Here is a link to see pics taken today at Marty's..easier to post on Facebook...Enjoy!!




https://www.facebook.com/#!/media/set/?set=a.4254698419056.163900.1633687971&type=1



Bubba


----------



## TonyWalsham (Jan 2, 2008)

Hey Bubba, 
How about posting them here for us folks that don't do Facebook?


----------



## Don Howard (Jan 2, 2008)

Sorry Bubba. 
I am a FB member and I cannot see the pics either! 
Link says: 
This content is currently unavailable 
The page you requested cannot be displayed right now. It may be temporarily unavailable, the link you clicked on may have expired, or you may not have permission to view this page.


----------



## Stan Cedarleaf (Jan 2, 2008)

Thanks, Bubba.... Great images of a great time...


----------



## Totalwrecker (Feb 26, 2009)

Thanks for nothing, I don't do bookface. 
John


----------



## Dave F (Jan 2, 2008)

Bubba. If you going to only post pic on FB, you need ro reset your FB privacy settings to allow the public to view your pics.
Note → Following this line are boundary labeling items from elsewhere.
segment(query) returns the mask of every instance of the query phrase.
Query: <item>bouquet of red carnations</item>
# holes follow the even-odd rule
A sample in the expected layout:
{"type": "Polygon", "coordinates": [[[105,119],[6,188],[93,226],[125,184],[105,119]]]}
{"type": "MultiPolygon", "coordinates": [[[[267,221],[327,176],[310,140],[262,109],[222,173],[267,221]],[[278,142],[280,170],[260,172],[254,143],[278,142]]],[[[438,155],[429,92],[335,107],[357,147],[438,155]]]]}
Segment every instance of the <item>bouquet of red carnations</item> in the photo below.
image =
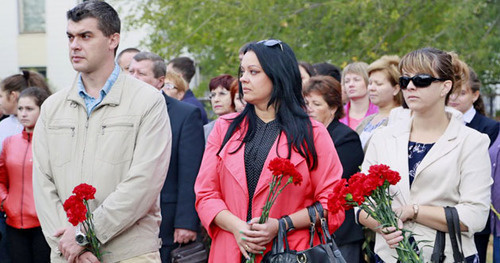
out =
{"type": "Polygon", "coordinates": [[[333,188],[328,200],[330,213],[359,207],[380,223],[380,228],[395,227],[403,232],[403,240],[396,247],[399,262],[423,262],[416,252],[417,244],[410,242],[412,233],[399,229],[398,218],[392,210],[390,185],[401,180],[399,173],[387,165],[372,165],[368,175],[354,174],[349,181],[341,179],[333,188]]]}
{"type": "Polygon", "coordinates": [[[68,216],[68,221],[77,226],[81,223],[83,226],[84,234],[86,237],[87,250],[92,252],[99,261],[102,260],[102,252],[100,250],[101,244],[97,239],[94,231],[94,223],[92,221],[92,213],[89,209],[88,200],[94,199],[94,194],[96,189],[88,184],[77,185],[73,189],[73,195],[71,195],[64,202],[64,211],[68,216]]]}
{"type": "MultiPolygon", "coordinates": [[[[286,158],[276,157],[269,162],[268,169],[272,172],[273,178],[269,183],[269,194],[267,195],[266,203],[262,208],[262,215],[259,218],[259,224],[263,224],[269,218],[269,211],[273,206],[278,195],[291,183],[300,185],[302,183],[302,175],[297,171],[293,163],[286,158]],[[283,182],[283,179],[286,178],[283,182]]],[[[255,255],[250,254],[250,259],[247,263],[255,262],[255,255]]]]}

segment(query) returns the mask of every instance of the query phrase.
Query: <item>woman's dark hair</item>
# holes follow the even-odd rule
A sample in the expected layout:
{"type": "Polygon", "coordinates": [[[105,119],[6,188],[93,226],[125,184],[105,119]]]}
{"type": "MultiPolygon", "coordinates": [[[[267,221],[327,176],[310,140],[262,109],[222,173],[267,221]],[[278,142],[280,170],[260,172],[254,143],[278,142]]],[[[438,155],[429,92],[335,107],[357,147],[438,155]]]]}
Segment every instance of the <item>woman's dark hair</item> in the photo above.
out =
{"type": "Polygon", "coordinates": [[[39,87],[29,87],[21,92],[19,95],[19,99],[24,97],[33,98],[35,104],[38,107],[42,106],[42,103],[50,96],[50,93],[47,90],[39,88],[39,87]]]}
{"type": "MultiPolygon", "coordinates": [[[[317,166],[318,156],[314,146],[312,123],[304,110],[302,79],[300,78],[297,58],[286,43],[276,41],[277,44],[266,45],[269,42],[250,43],[244,53],[255,53],[264,73],[273,84],[268,107],[274,106],[276,121],[286,136],[287,158],[290,158],[292,150],[295,150],[306,159],[309,168],[313,170],[317,166]]],[[[239,71],[241,73],[241,69],[239,71]]],[[[239,82],[239,92],[243,94],[241,81],[239,82]]],[[[232,153],[238,151],[244,143],[252,140],[255,135],[256,123],[255,107],[249,103],[238,116],[232,119],[217,154],[221,152],[237,129],[242,129],[245,135],[239,147],[232,153]],[[246,122],[247,127],[242,126],[243,122],[246,122]]],[[[278,137],[278,143],[279,140],[281,140],[281,134],[278,137]]],[[[276,152],[280,156],[278,149],[276,152]]]]}
{"type": "Polygon", "coordinates": [[[1,89],[8,94],[14,91],[21,93],[28,87],[39,87],[50,93],[45,78],[35,71],[23,70],[23,73],[9,76],[1,83],[1,89]]]}
{"type": "MultiPolygon", "coordinates": [[[[481,89],[481,81],[477,77],[476,72],[469,67],[469,87],[472,91],[472,93],[479,92],[481,89]]],[[[482,115],[486,115],[486,110],[484,108],[484,102],[483,102],[483,97],[481,96],[481,93],[479,93],[479,97],[477,97],[477,100],[474,101],[474,109],[481,113],[482,115]]]]}
{"type": "Polygon", "coordinates": [[[304,87],[304,96],[313,92],[323,97],[330,108],[337,108],[335,119],[344,117],[344,105],[342,104],[342,87],[340,83],[330,76],[314,76],[309,79],[304,87]]]}

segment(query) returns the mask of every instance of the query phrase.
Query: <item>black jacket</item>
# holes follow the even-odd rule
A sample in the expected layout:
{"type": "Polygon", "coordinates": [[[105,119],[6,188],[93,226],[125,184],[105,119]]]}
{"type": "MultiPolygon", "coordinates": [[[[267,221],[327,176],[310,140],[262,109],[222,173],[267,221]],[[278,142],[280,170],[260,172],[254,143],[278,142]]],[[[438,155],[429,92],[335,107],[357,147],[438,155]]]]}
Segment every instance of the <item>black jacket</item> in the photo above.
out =
{"type": "MultiPolygon", "coordinates": [[[[344,168],[342,178],[349,179],[353,174],[359,172],[359,167],[364,158],[359,135],[338,120],[333,120],[328,125],[327,130],[332,137],[333,144],[344,168]]],[[[337,242],[337,245],[342,246],[363,239],[363,230],[354,221],[354,211],[352,209],[347,210],[344,223],[335,231],[335,242],[337,242]]]]}

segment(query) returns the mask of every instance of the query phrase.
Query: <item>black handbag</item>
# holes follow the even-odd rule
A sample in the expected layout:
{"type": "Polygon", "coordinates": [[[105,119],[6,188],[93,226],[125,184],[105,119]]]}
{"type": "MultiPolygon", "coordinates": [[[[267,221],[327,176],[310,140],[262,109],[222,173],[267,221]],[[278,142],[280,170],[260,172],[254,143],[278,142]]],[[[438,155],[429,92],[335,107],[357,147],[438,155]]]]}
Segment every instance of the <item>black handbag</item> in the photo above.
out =
{"type": "MultiPolygon", "coordinates": [[[[465,262],[465,257],[462,249],[462,234],[460,232],[460,218],[455,207],[447,206],[444,208],[446,215],[446,224],[448,225],[448,233],[450,234],[451,246],[453,249],[453,262],[465,262]]],[[[434,249],[432,251],[431,262],[442,263],[446,255],[444,248],[446,246],[445,233],[437,231],[436,240],[434,241],[434,249]]]]}
{"type": "Polygon", "coordinates": [[[303,251],[290,250],[288,245],[286,224],[284,219],[279,220],[278,235],[273,241],[271,251],[264,255],[263,263],[306,263],[306,262],[325,262],[325,263],[345,263],[337,244],[333,240],[328,230],[328,223],[323,214],[323,207],[319,202],[307,208],[311,220],[310,248],[303,251]],[[318,212],[321,230],[318,230],[318,236],[321,244],[313,246],[314,235],[316,233],[316,212],[318,212]],[[322,233],[320,233],[322,232],[322,233]]]}
{"type": "Polygon", "coordinates": [[[208,252],[201,241],[181,245],[170,253],[172,263],[205,263],[208,252]]]}

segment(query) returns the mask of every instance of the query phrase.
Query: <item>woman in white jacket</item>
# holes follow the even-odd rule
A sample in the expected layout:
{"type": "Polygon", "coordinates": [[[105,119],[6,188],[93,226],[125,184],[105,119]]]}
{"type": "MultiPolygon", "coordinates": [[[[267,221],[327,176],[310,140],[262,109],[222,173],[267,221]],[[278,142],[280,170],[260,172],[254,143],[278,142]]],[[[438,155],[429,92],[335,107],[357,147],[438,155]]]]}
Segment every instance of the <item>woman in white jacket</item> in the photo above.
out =
{"type": "MultiPolygon", "coordinates": [[[[484,228],[490,204],[489,140],[486,135],[463,125],[445,111],[454,87],[464,77],[455,74],[463,63],[444,51],[424,48],[405,55],[399,69],[399,84],[408,107],[409,121],[399,121],[377,131],[363,162],[386,164],[401,175],[391,186],[393,209],[401,226],[413,231],[420,254],[429,262],[436,231],[448,232],[443,207],[458,211],[466,262],[478,262],[474,233],[484,228]],[[425,246],[424,246],[425,245],[425,246]]],[[[359,222],[377,232],[378,262],[396,262],[401,231],[378,228],[379,224],[359,213],[359,222]]],[[[452,262],[452,248],[446,234],[446,260],[452,262]]]]}

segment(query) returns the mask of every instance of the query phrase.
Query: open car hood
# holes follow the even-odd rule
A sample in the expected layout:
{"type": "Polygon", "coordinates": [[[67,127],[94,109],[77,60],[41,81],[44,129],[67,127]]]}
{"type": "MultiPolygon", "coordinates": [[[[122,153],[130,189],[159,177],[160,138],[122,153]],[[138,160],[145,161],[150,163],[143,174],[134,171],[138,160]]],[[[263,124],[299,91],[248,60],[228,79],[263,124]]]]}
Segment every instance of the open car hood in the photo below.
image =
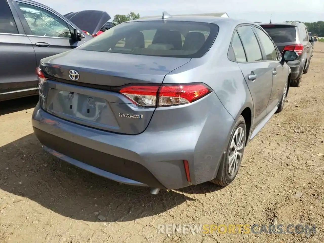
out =
{"type": "Polygon", "coordinates": [[[81,29],[93,35],[100,30],[111,18],[107,12],[98,10],[84,10],[64,15],[68,19],[81,29]]]}

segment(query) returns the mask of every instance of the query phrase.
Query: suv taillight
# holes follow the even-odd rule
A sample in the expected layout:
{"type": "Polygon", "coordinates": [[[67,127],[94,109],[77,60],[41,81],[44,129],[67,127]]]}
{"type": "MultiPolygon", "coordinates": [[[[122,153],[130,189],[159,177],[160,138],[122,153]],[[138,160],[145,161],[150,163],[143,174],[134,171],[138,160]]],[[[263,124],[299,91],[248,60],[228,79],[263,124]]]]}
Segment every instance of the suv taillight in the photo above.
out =
{"type": "Polygon", "coordinates": [[[294,45],[289,45],[286,46],[284,48],[283,52],[285,50],[294,51],[298,55],[300,55],[303,52],[304,50],[304,46],[302,44],[296,44],[294,45]]]}
{"type": "Polygon", "coordinates": [[[40,101],[41,107],[43,109],[45,107],[45,97],[44,95],[44,84],[46,81],[47,79],[45,77],[44,74],[42,72],[41,69],[39,66],[37,67],[36,69],[36,74],[37,75],[37,79],[38,80],[38,83],[37,84],[37,89],[38,89],[38,94],[40,95],[40,101]]]}
{"type": "Polygon", "coordinates": [[[122,88],[119,92],[136,105],[152,107],[191,103],[212,91],[204,84],[196,83],[161,86],[134,85],[122,88]]]}

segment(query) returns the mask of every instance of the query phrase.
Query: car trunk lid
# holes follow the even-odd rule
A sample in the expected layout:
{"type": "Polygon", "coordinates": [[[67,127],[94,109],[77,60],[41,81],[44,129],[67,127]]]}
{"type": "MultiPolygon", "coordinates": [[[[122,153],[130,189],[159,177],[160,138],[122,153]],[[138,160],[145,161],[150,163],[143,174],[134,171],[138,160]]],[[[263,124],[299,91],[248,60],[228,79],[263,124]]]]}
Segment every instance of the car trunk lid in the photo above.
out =
{"type": "Polygon", "coordinates": [[[91,127],[138,134],[147,127],[155,107],[136,106],[115,92],[116,87],[161,84],[168,73],[190,60],[76,49],[47,58],[40,65],[47,79],[41,90],[43,109],[91,127]],[[77,72],[77,80],[70,77],[71,70],[77,72]]]}

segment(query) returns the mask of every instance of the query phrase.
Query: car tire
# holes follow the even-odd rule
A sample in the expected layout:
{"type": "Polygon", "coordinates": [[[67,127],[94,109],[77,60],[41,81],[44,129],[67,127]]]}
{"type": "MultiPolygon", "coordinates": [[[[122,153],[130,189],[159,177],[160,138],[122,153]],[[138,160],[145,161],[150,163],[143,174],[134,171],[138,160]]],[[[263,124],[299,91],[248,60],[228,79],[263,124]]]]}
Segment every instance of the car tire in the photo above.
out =
{"type": "Polygon", "coordinates": [[[288,80],[286,82],[284,87],[284,93],[283,97],[280,100],[280,103],[278,105],[278,109],[276,111],[276,113],[279,113],[284,109],[284,102],[286,101],[286,98],[287,98],[287,92],[288,91],[288,80]]]}
{"type": "Polygon", "coordinates": [[[308,65],[307,66],[307,67],[304,71],[304,73],[307,74],[308,72],[308,69],[309,68],[309,65],[310,64],[310,61],[312,60],[312,58],[311,57],[310,59],[309,59],[309,61],[308,62],[308,65]]]}
{"type": "Polygon", "coordinates": [[[247,135],[245,120],[240,115],[235,123],[226,152],[223,156],[219,169],[219,170],[221,170],[220,171],[221,178],[215,178],[211,180],[211,182],[222,186],[226,186],[234,180],[241,165],[247,135]],[[242,137],[240,134],[242,135],[242,137]]]}

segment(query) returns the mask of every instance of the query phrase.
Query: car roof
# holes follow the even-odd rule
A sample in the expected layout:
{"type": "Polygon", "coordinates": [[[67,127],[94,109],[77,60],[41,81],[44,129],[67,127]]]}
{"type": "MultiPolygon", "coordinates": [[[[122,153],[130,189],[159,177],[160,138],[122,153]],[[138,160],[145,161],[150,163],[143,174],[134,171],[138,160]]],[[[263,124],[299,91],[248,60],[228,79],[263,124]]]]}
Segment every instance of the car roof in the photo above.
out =
{"type": "Polygon", "coordinates": [[[304,24],[302,23],[300,23],[299,22],[283,22],[282,23],[259,23],[259,25],[287,25],[289,26],[294,26],[297,27],[298,25],[304,25],[304,24]]]}
{"type": "MultiPolygon", "coordinates": [[[[130,22],[140,22],[145,21],[163,21],[162,19],[162,16],[161,17],[152,17],[145,18],[139,18],[133,20],[128,21],[130,22]]],[[[224,23],[227,23],[230,25],[237,25],[240,24],[249,24],[257,25],[253,22],[247,20],[242,19],[237,19],[231,18],[226,18],[223,17],[215,17],[214,16],[184,15],[181,16],[174,16],[166,18],[164,20],[165,21],[184,21],[193,22],[200,22],[206,23],[213,23],[217,24],[217,23],[222,22],[224,23]]]]}

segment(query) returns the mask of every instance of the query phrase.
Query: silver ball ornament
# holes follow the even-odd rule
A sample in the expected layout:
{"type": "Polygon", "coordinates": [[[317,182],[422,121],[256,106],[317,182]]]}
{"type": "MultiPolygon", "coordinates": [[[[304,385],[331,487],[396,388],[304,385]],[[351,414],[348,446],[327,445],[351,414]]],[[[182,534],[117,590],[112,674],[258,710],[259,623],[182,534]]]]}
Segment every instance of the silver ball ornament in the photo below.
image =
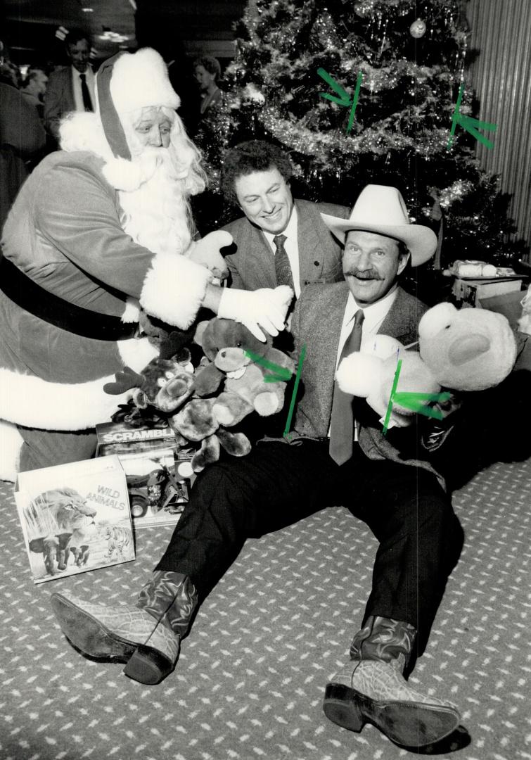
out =
{"type": "Polygon", "coordinates": [[[423,36],[425,33],[426,25],[422,18],[417,18],[409,27],[409,34],[411,34],[412,37],[415,37],[416,40],[419,40],[419,37],[423,36]]]}

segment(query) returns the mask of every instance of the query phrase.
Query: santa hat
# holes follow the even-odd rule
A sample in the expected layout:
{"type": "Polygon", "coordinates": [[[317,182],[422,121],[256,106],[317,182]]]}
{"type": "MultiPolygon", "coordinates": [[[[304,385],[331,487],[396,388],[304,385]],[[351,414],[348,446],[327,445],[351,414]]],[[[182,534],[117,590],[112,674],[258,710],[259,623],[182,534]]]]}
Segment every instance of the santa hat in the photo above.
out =
{"type": "Polygon", "coordinates": [[[146,177],[131,163],[120,116],[150,106],[179,107],[181,101],[162,56],[151,48],[143,48],[104,61],[96,75],[96,114],[115,159],[107,163],[105,176],[118,189],[134,190],[146,177]]]}

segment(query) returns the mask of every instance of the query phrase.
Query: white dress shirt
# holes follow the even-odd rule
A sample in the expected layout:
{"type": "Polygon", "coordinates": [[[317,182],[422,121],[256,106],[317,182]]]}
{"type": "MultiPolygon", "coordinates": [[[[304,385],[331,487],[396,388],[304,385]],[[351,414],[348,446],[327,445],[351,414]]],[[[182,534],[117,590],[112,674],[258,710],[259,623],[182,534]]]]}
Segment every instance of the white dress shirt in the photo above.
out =
{"type": "MultiPolygon", "coordinates": [[[[371,335],[375,335],[381,327],[382,322],[387,317],[389,309],[394,303],[397,297],[397,286],[390,293],[376,303],[371,303],[368,306],[359,306],[354,299],[352,293],[349,293],[345,306],[345,313],[343,317],[341,325],[341,332],[340,333],[340,343],[337,347],[337,354],[336,356],[336,372],[340,363],[340,356],[343,351],[343,347],[346,343],[346,339],[352,332],[354,325],[354,316],[359,309],[363,309],[364,320],[362,323],[362,341],[365,341],[371,335]]],[[[358,426],[354,426],[354,440],[358,440],[358,426]]],[[[328,428],[328,435],[330,436],[330,427],[328,428]]]]}
{"type": "MultiPolygon", "coordinates": [[[[84,111],[85,106],[83,104],[83,93],[81,93],[81,80],[79,78],[80,74],[77,68],[74,66],[70,67],[72,71],[72,88],[74,90],[74,102],[76,106],[76,111],[84,111]]],[[[93,71],[90,66],[87,66],[84,71],[85,74],[85,81],[87,82],[87,86],[89,88],[89,93],[90,94],[90,100],[92,100],[92,107],[93,110],[96,110],[96,100],[94,97],[94,72],[93,71]]]]}
{"type": "MultiPolygon", "coordinates": [[[[296,298],[299,298],[301,294],[300,268],[299,265],[299,242],[297,239],[298,223],[297,209],[294,206],[287,227],[283,233],[279,233],[279,235],[286,236],[284,249],[288,255],[292,274],[293,275],[293,286],[295,287],[296,298]]],[[[265,230],[262,230],[262,232],[274,255],[277,252],[277,246],[274,244],[273,239],[277,237],[277,235],[273,233],[267,233],[265,230]]]]}

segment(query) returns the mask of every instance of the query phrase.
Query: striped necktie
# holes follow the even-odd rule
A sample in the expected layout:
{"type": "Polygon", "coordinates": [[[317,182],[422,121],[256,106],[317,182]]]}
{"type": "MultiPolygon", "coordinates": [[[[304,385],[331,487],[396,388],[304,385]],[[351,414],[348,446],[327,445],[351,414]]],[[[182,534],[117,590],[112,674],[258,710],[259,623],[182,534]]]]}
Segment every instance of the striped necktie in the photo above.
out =
{"type": "Polygon", "coordinates": [[[293,293],[295,293],[295,287],[293,286],[293,274],[291,271],[291,264],[289,264],[289,259],[288,258],[288,255],[286,252],[286,249],[284,248],[284,243],[286,239],[287,238],[285,235],[276,235],[273,239],[273,242],[277,248],[277,252],[275,253],[275,274],[277,275],[277,284],[289,285],[293,293]]]}
{"type": "Polygon", "coordinates": [[[90,93],[87,84],[87,75],[80,74],[79,78],[81,80],[81,95],[83,96],[83,105],[84,106],[85,111],[93,111],[92,99],[90,98],[90,93]]]}
{"type": "MultiPolygon", "coordinates": [[[[359,351],[362,345],[362,330],[365,315],[359,309],[354,316],[354,326],[352,332],[343,347],[340,362],[345,356],[349,356],[354,351],[359,351]]],[[[339,366],[339,363],[338,363],[339,366]]],[[[332,459],[338,464],[343,464],[352,455],[352,442],[354,441],[354,413],[352,400],[354,397],[349,393],[343,393],[336,380],[333,385],[333,397],[332,399],[332,415],[330,418],[329,453],[332,459]]]]}

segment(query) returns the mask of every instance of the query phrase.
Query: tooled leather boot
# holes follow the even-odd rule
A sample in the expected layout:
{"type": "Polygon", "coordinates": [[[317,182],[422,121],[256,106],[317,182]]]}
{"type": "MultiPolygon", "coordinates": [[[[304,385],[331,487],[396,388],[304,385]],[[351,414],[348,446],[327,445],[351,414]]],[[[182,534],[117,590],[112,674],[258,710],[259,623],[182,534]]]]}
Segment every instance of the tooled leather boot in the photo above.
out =
{"type": "Polygon", "coordinates": [[[403,678],[416,636],[409,623],[369,617],[354,636],[349,662],[327,685],[327,717],[351,731],[371,723],[406,747],[424,746],[451,733],[460,720],[457,708],[421,694],[403,678]]]}
{"type": "Polygon", "coordinates": [[[51,602],[74,647],[93,657],[125,662],[126,676],[154,684],[175,666],[198,592],[188,576],[159,570],[141,590],[135,606],[93,604],[64,594],[52,594],[51,602]]]}

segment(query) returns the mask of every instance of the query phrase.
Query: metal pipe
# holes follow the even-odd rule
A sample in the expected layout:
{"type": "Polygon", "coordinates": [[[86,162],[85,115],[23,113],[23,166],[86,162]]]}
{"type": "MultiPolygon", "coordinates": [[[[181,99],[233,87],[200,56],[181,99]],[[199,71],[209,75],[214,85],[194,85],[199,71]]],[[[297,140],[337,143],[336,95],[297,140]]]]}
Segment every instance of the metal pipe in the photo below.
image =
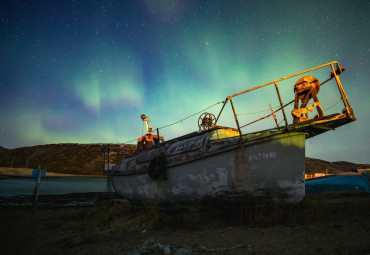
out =
{"type": "Polygon", "coordinates": [[[287,128],[288,127],[288,120],[287,120],[286,115],[285,115],[285,109],[284,109],[284,106],[283,106],[283,102],[281,101],[281,96],[280,96],[279,88],[278,88],[276,82],[274,82],[274,84],[275,84],[276,93],[277,93],[278,98],[279,98],[281,111],[283,112],[283,116],[284,116],[284,120],[285,120],[285,128],[287,128]]]}
{"type": "Polygon", "coordinates": [[[217,119],[216,119],[216,121],[215,121],[215,125],[217,124],[217,121],[218,121],[218,119],[220,118],[221,113],[222,113],[222,111],[224,110],[224,107],[225,107],[225,105],[226,105],[226,103],[227,103],[227,101],[228,101],[228,100],[229,100],[229,99],[226,97],[226,99],[225,99],[225,101],[224,101],[224,105],[222,106],[221,111],[219,112],[219,114],[218,114],[218,116],[217,116],[217,119]]]}
{"type": "Polygon", "coordinates": [[[235,118],[236,125],[238,126],[238,130],[239,130],[239,137],[240,137],[240,141],[241,141],[241,140],[242,140],[242,131],[240,130],[240,127],[239,127],[238,116],[236,115],[236,112],[235,112],[234,103],[233,103],[233,98],[232,98],[232,97],[228,97],[228,98],[229,98],[230,103],[231,103],[231,108],[233,109],[234,118],[235,118]]]}
{"type": "Polygon", "coordinates": [[[302,71],[302,72],[299,72],[299,73],[295,73],[295,74],[292,74],[292,75],[289,75],[289,76],[286,76],[286,77],[283,77],[283,78],[280,78],[280,79],[277,79],[277,80],[274,80],[274,81],[271,81],[271,82],[268,82],[268,83],[265,83],[265,84],[259,85],[259,86],[257,86],[257,87],[253,87],[253,88],[250,88],[250,89],[247,89],[247,90],[241,91],[241,92],[239,92],[239,93],[236,93],[236,94],[230,95],[230,96],[228,96],[228,97],[235,97],[235,96],[239,96],[239,95],[244,94],[244,93],[247,93],[247,92],[249,92],[249,91],[252,91],[252,90],[255,90],[255,89],[259,89],[259,88],[262,88],[262,87],[265,87],[265,86],[271,85],[271,84],[273,84],[273,83],[275,83],[275,82],[280,82],[280,81],[283,81],[283,80],[286,80],[286,79],[289,79],[289,78],[292,78],[292,77],[294,77],[294,76],[298,76],[298,75],[301,75],[301,74],[304,74],[304,73],[307,73],[307,72],[311,72],[311,71],[313,71],[313,70],[320,69],[320,68],[322,68],[322,67],[324,67],[324,66],[332,65],[332,64],[334,64],[334,63],[337,63],[337,64],[338,64],[338,62],[337,62],[337,61],[332,61],[332,62],[326,63],[326,64],[324,64],[324,65],[321,65],[321,66],[317,66],[317,67],[314,67],[314,68],[310,68],[310,69],[307,69],[307,70],[305,70],[305,71],[302,71]]]}

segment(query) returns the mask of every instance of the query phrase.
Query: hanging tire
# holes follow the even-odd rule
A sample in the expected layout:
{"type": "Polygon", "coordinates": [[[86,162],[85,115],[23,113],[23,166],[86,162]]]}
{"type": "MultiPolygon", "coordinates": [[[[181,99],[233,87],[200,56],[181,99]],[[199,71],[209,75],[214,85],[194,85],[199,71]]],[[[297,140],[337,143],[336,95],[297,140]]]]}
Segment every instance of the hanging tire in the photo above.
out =
{"type": "Polygon", "coordinates": [[[152,160],[149,164],[149,169],[148,169],[148,175],[152,179],[158,179],[161,177],[161,175],[164,172],[165,168],[165,158],[163,156],[158,156],[152,160]]]}

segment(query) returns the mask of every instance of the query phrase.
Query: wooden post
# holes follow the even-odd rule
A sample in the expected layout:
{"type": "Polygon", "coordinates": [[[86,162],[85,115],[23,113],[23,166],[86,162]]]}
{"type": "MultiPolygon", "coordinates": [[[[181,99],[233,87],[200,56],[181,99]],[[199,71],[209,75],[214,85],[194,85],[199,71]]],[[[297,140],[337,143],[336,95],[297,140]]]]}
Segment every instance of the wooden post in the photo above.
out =
{"type": "Polygon", "coordinates": [[[42,171],[39,169],[37,170],[37,177],[36,177],[36,186],[33,190],[33,211],[36,212],[36,205],[37,205],[37,198],[39,196],[39,189],[41,183],[41,173],[42,171]]]}

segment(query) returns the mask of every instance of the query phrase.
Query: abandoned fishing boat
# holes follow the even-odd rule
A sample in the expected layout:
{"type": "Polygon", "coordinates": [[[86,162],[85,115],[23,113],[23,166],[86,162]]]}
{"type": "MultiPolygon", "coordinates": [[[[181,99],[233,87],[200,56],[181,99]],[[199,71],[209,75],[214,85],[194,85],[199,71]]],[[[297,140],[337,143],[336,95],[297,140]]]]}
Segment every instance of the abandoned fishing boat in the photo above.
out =
{"type": "Polygon", "coordinates": [[[343,71],[333,61],[227,96],[217,117],[200,115],[199,131],[169,141],[143,114],[147,133],[137,140],[136,153],[105,171],[114,190],[132,201],[298,203],[305,196],[305,140],[356,120],[339,79],[343,71]],[[329,105],[332,98],[319,101],[319,90],[320,99],[336,94],[335,105],[329,105]],[[252,97],[239,100],[246,95],[252,97]],[[225,127],[220,122],[228,103],[234,120],[226,117],[225,127]],[[250,109],[257,119],[243,113],[250,109]]]}

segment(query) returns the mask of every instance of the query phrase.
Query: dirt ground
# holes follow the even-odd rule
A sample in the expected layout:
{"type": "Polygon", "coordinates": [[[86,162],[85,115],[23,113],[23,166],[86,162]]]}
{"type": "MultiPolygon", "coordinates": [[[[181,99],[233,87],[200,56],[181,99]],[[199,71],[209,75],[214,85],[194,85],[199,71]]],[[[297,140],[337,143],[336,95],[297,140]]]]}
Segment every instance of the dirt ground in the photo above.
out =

Either that or you're going to be flooded with friend requests.


----------



## Jethro J. (Apr 4, 2012)

Welp, leave it to Bubba, **** I didnt even know he and Marty had made up after there big tif last year.

Jethro


----------



## gtrainman (Jan 5, 2008)

This content is currently unavailable. 


The page you requested cannot be displayed right now. It may be temporarily unavailable, the link you clicked on may have expired, or you may not have permission to view this page. 
■ 
Return home


----------



## blueregal (Jan 3, 2008)

Let's see if this works!!!
https://www.facebook.com/photo.php?...254698419056.163900.1633687971&type=1&theater

Just copy and paste the above link, it works for me hope it works for you!! If not I'll delete the post or try!!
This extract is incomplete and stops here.